Millénium même pas mort

Attendu au tournant, le Suédois David Lagercrantz signe une suite efficace de la saga. Décryptage, par-delà les polémiques.

« Ce qui ne me tue pas me rend plus fort « . A l’instar de l’intrépide Lisbeth Salander, la fameuse hackeuse punky de Millénium, David Lagercrantz, 53 ans tout juste, entend tracer, piercings et tatouages exceptés, son sillon nietzschéen.  » Comme Lisbeth, qui refuse d’être une victime, après une phase d’hébétude, je suis devenu addict aux défis « , déclare l’auteur du tome 4, controversé, du méga-seller du Suédois Stieg Larsson, décédé en 2004. On a tout dit sur le lancement planétaire et paranoïaque de cette suite – les secrets de sa fabrication sous haute surveillance, les millions d’exemplaires escomptés, l’affrontement entre la famille Larsson et la compagne de Stieg, le courroux ou l’enthousiasme des aficionados de la trilogie… Restait à lire l’ouvrage et à rencontrer celui qui a commencé son marathon (six semaines non-stop, de Manchester à New York, Berlin, Amsterdam, Venise…) par la France, fille aînée de Millénium – le succès français a fait office de catalyseur mondial -, et qui (pour calmer le jeu ?) annonce céder une partie de ses droits d’auteur à des associations de promotion de la lecture. Dont acte.

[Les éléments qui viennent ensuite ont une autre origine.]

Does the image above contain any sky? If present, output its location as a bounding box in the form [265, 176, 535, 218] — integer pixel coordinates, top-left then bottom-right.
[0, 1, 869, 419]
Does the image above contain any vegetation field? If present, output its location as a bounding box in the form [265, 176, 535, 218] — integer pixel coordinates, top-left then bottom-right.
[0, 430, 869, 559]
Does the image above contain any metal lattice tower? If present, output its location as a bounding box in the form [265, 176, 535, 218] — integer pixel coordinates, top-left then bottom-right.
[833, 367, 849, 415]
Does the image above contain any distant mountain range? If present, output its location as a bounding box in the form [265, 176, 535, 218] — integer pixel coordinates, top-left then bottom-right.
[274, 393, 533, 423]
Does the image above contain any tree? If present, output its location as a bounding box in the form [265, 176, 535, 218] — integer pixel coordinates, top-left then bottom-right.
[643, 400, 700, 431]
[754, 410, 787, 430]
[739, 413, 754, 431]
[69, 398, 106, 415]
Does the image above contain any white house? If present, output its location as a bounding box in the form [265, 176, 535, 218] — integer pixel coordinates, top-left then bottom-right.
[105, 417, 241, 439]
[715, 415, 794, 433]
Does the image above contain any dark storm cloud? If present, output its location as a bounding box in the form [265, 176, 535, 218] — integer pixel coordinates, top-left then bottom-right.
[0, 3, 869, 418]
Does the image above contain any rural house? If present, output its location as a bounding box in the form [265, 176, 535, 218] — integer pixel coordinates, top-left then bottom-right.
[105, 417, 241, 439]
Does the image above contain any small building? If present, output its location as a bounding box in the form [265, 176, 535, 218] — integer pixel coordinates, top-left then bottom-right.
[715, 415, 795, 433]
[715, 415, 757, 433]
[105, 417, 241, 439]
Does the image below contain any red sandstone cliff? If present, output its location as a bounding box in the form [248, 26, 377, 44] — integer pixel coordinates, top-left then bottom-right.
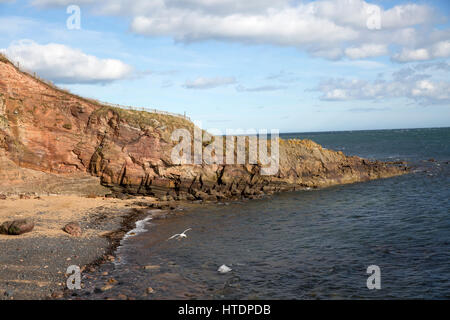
[0, 57, 406, 200]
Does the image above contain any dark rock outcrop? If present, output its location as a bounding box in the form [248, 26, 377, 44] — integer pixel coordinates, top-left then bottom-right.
[0, 56, 406, 200]
[63, 222, 83, 237]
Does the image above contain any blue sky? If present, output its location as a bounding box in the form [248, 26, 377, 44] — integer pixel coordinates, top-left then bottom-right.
[0, 0, 450, 132]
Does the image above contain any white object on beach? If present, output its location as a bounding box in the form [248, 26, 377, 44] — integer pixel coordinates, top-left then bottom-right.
[167, 228, 192, 240]
[217, 264, 233, 273]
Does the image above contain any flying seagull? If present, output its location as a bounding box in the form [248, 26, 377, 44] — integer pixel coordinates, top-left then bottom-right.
[167, 228, 192, 240]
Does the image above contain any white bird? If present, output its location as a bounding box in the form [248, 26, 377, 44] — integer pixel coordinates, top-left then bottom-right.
[167, 228, 192, 240]
[217, 264, 233, 273]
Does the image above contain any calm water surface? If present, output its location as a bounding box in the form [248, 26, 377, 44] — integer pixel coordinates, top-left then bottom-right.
[82, 128, 450, 299]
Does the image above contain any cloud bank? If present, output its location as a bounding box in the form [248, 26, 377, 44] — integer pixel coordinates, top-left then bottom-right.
[0, 40, 133, 84]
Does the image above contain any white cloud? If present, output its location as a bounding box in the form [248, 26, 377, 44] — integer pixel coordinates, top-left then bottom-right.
[0, 40, 133, 83]
[316, 63, 450, 105]
[345, 44, 388, 59]
[28, 0, 450, 61]
[392, 40, 450, 62]
[31, 0, 96, 7]
[184, 77, 236, 89]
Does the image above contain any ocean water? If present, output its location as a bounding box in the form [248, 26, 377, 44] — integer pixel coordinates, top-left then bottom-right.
[82, 128, 450, 299]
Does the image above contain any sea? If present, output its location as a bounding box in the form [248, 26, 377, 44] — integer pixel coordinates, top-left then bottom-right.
[79, 128, 450, 300]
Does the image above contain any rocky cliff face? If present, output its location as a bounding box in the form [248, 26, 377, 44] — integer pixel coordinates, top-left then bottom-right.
[0, 59, 406, 200]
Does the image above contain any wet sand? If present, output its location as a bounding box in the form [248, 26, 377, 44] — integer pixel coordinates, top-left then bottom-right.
[0, 196, 165, 300]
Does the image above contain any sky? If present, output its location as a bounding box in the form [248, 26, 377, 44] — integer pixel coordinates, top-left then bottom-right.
[0, 0, 450, 132]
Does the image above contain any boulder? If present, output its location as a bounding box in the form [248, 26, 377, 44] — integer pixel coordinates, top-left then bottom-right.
[63, 222, 83, 237]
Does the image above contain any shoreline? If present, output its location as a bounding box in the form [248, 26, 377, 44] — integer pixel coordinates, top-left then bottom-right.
[0, 172, 412, 300]
[0, 196, 192, 300]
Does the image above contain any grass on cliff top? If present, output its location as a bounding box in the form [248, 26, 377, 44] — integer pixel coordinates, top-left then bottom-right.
[0, 53, 194, 132]
[94, 106, 194, 132]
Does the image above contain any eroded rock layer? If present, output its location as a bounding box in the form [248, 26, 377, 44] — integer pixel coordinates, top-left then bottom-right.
[0, 58, 406, 200]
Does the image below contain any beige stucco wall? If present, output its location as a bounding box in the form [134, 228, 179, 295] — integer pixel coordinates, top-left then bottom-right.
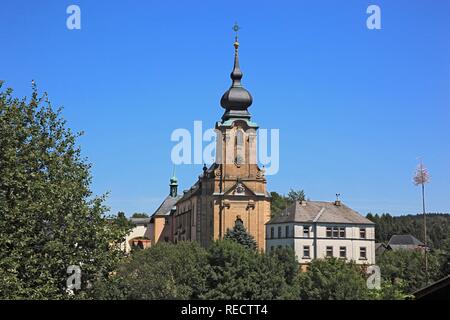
[121, 223, 153, 252]
[266, 223, 375, 264]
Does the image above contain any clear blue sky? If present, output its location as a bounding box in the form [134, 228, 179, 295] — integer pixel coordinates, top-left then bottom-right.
[0, 0, 450, 215]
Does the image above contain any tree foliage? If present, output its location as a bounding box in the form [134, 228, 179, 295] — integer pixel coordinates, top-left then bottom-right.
[270, 189, 306, 216]
[94, 242, 209, 300]
[202, 240, 289, 300]
[0, 83, 130, 299]
[377, 250, 444, 293]
[367, 213, 450, 249]
[298, 258, 369, 300]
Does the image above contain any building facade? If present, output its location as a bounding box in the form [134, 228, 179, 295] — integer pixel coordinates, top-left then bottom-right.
[174, 38, 270, 250]
[266, 201, 375, 265]
[123, 37, 271, 251]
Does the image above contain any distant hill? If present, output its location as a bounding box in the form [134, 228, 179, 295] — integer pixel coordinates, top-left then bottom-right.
[367, 213, 450, 249]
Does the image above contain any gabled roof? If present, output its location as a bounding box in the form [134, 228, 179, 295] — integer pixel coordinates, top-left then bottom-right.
[388, 234, 425, 246]
[131, 217, 150, 226]
[267, 201, 374, 225]
[152, 195, 182, 218]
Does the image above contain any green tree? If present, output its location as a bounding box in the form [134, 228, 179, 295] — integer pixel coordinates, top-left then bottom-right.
[131, 212, 149, 218]
[377, 250, 441, 293]
[0, 83, 130, 299]
[270, 189, 306, 217]
[298, 258, 369, 300]
[224, 219, 256, 250]
[202, 240, 289, 300]
[94, 242, 209, 300]
[270, 192, 288, 217]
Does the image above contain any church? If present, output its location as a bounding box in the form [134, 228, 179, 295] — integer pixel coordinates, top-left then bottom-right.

Beaucoup de bruit, finalement, pour un thriller, de facture assez classique, plus qu’honnête sans être génial… Bien sûr, les adorateurs de Larsson crient leur déception à propos de ce Millénium version Lagercrantz.  » Fades  » et  » sans relief « , notent-ils à propos du journaliste d’investigation Mikael Blomkvist et de la prodigieuse et rebelle Lisbeth. Les autres, moins intransigeants, louent la qualité de l’intrigue et saluent la présence d’August, jeune autiste atteint du syndrome du savant ; de son père, Frans Balder, légende des algorithmes avancés ; d’Ed, responsable de la sécurité informatique de la National Security Agency (NSA) ; ou encore de Camilla, la jumelle de Lisbeth, sorte de monstre en jupons, digne fille de son père… Tous férus de mathématiques et petits génies du virtuel et du décryptage. Un domaine que Lagercrantz connaît bien, pour avoir publié en 2009 la biographie romancée d’Alan Turing, mathématicien britannique dont les recherches permirent de casser le code mis au point par les armées du Führer. D’où de nombreuses pages, un rien ardues, sur les modes de piratage informatique et d’autres – longues – incursions dans l’univers de l’intelligence artificielle.

Ce qui ne me tue pas s’ouvre sur le retour auprès de son fils autiste de Frans Balder, qui vient de quitter brutalement une société de haute technologie américaine chargée de protection industrielle. Ayant découvert des malversations compromettantes, il se sent en danger et semble prêt à tout déballer à Mikael Blomkvist, qui a bien besoin, en ces temps de changement de propriétaire, d’un bon scoop. Entre-temps, Lisbeth a, elle aussi, été contactée pour apporter ses lumières sur un probable virus espion. Tandis que ce même jour, dans le Maryland, l’intranet de la NSA est piraté. Le lendemain, Frans est assassiné sous les yeux de son fils. Les hostilités ne font que commencer. La manipulation des données, les détournements mafieux mâtinés de collusion politique, l’espionnage industriel, la surveillance de tous les individus par des Big Brothers incontrôlables… tels sont les dangers agités tout au long de ce thriller à la fois dense et puissant, complexe et efficace.

Et demain ? David Lagrecrantz ne le cache pas, il a abordé avec son agent, sa maison d’édition et la famille Larsson l’idée d’un éventuel tome 5. Mais, il l’affirme avec force :  » Je ne serai pas Stieg Larsson toute ma vie.  » Avant d’évoquer sa passion pour le personnage du turbulent golfeur Tiger Woods. Les paris sont lancés.

Millénium 4. Ce qui ne me tue pas, par David Lagercrantz, trad. du suédois par Hege Roel-Rousson. Actes Sud, 496 p.